Investir plus près de la maison

Dans ce contexte, M. Marion surpondère les actions canadiennes. Il souligne que le S&P/TSX, l’indice phare de la Bourse de Toronto, s’échange à près de 14 fois les prévisions de bénéfices des analystes pour les 12 prochains mois. Ce ratio est de 21 fois pour le S&P 500, qui compte les 500 plus grandes sociétés américaines cotées en Bourse. «Par le passé, le S&P/TSX est un indice qui s’en tire bien dans un contexte d’inflation plus élevé. C’est un indice qui donne une protection contre l’inflation, plus que l’indice américain», a-t-il souligné.

L’économiste s’attend aussi à une appréciation du dollar canadien par rapport au dollar américain, ce qui est défavorable pour les Canadiens qui détiennent des actifs libellés en dollars américains. 

M. Marion anticipe que les bénéfices des entreprises du S&P/TSX augmenteront en moyenne de 7% en 2022. Il croit que l’indice atteindra 22 500 points à la fin de l’année.

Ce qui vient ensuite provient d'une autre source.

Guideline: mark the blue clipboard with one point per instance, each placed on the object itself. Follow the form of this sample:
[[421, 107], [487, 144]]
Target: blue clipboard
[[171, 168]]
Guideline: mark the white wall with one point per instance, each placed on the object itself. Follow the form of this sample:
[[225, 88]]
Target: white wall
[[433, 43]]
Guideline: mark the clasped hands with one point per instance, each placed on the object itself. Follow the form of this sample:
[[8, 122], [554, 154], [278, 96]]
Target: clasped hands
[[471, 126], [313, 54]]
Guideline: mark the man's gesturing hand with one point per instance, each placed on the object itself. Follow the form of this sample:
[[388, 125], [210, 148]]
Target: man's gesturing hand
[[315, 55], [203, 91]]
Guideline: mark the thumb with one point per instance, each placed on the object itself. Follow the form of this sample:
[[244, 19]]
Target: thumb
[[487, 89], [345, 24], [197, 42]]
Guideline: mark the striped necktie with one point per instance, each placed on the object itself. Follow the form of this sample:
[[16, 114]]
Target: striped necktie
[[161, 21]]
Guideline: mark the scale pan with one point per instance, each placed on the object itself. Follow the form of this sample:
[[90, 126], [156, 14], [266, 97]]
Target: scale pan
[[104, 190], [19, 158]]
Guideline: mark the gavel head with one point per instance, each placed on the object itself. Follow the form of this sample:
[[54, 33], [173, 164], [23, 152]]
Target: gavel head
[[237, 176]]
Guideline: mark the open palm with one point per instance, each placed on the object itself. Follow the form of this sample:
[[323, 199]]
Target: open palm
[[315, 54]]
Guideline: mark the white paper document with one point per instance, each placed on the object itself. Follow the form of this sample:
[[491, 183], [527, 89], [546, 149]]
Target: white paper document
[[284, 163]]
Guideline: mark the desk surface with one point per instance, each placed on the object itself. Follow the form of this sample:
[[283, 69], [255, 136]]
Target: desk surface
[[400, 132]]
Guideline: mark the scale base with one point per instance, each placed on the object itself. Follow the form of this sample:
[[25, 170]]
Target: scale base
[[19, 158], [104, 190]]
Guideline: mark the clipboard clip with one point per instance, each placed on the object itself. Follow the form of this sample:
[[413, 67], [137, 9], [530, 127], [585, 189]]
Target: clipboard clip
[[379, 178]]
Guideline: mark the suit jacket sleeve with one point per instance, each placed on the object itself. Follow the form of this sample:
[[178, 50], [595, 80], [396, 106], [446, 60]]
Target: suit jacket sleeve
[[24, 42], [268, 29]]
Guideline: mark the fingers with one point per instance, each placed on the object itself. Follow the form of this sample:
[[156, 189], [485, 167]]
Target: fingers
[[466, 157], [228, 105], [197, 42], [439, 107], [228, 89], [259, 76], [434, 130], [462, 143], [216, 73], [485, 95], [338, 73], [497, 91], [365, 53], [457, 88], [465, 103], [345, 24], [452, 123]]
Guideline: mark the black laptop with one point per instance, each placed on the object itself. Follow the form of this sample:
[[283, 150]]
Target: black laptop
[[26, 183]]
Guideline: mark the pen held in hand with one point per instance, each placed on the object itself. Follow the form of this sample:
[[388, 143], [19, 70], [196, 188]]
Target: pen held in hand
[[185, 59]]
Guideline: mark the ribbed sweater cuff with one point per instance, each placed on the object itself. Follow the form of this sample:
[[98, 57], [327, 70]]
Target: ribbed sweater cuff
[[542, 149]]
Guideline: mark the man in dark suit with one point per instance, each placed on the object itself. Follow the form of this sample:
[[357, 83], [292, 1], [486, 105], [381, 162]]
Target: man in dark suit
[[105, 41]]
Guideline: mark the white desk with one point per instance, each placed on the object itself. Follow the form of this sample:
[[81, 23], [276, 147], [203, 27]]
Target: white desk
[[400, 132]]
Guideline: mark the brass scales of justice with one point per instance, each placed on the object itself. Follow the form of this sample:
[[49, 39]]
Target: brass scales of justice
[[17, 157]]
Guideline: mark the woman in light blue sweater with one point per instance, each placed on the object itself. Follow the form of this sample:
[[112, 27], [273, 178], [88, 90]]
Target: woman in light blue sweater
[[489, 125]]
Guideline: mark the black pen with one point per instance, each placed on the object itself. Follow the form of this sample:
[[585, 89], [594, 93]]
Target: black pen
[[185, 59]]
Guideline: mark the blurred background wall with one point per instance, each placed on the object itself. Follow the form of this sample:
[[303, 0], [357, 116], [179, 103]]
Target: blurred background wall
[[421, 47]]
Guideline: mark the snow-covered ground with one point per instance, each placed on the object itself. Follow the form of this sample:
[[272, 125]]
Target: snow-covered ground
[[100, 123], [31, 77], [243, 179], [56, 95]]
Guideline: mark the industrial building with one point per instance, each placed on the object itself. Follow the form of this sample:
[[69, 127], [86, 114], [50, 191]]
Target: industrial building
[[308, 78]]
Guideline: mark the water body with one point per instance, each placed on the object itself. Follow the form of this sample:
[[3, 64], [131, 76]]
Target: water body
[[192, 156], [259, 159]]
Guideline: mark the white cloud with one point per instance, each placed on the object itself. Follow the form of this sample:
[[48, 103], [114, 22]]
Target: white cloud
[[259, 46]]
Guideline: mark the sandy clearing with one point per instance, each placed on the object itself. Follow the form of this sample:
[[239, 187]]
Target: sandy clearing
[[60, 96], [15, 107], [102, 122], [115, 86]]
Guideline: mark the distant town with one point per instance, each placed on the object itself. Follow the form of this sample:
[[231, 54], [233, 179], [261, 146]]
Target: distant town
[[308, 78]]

Les grandes sociétés américaines du S&P 500, pour leur part, verraient leur bénéfice progresser à un rythme de 6,4% en moyenne. Sa cible pour l’indice new-yorkais est de 4900 points pour 2022. 

Les prévisions des stratèges de Desjardins sont un peu plus optimistes pour les deux indices. Leur cible est de 23 000 points pour le S&P/TSX et de 5200 points pour le S&P 500. 

En préférant le style valeur au style croissance, M. Ouellet favorise, pour sa part, plusieurs secteurs bien présents au Canada: les financières, les sociétés énergétiques et le secteur des matériaux. 

Pour les titres de croissance, comme le secteur de la technologie, la hausse des taux d’intérêt représente un «boulet», car elle diminue la valeur relative des bénéfices futurs par rapport aux obligations. «On va retourner aux actions de croissance, prédit M. Ouellet. On est dans l’élan économique post-COVID, mais reste que le rythme potentiel de nos économies va revenir à la normale en 2023 ou en 2024. Dans un monde à la croissance modeste, les entreprises qui arriveront à dégager une plus forte croissance vont mériter une prime d’évaluation.»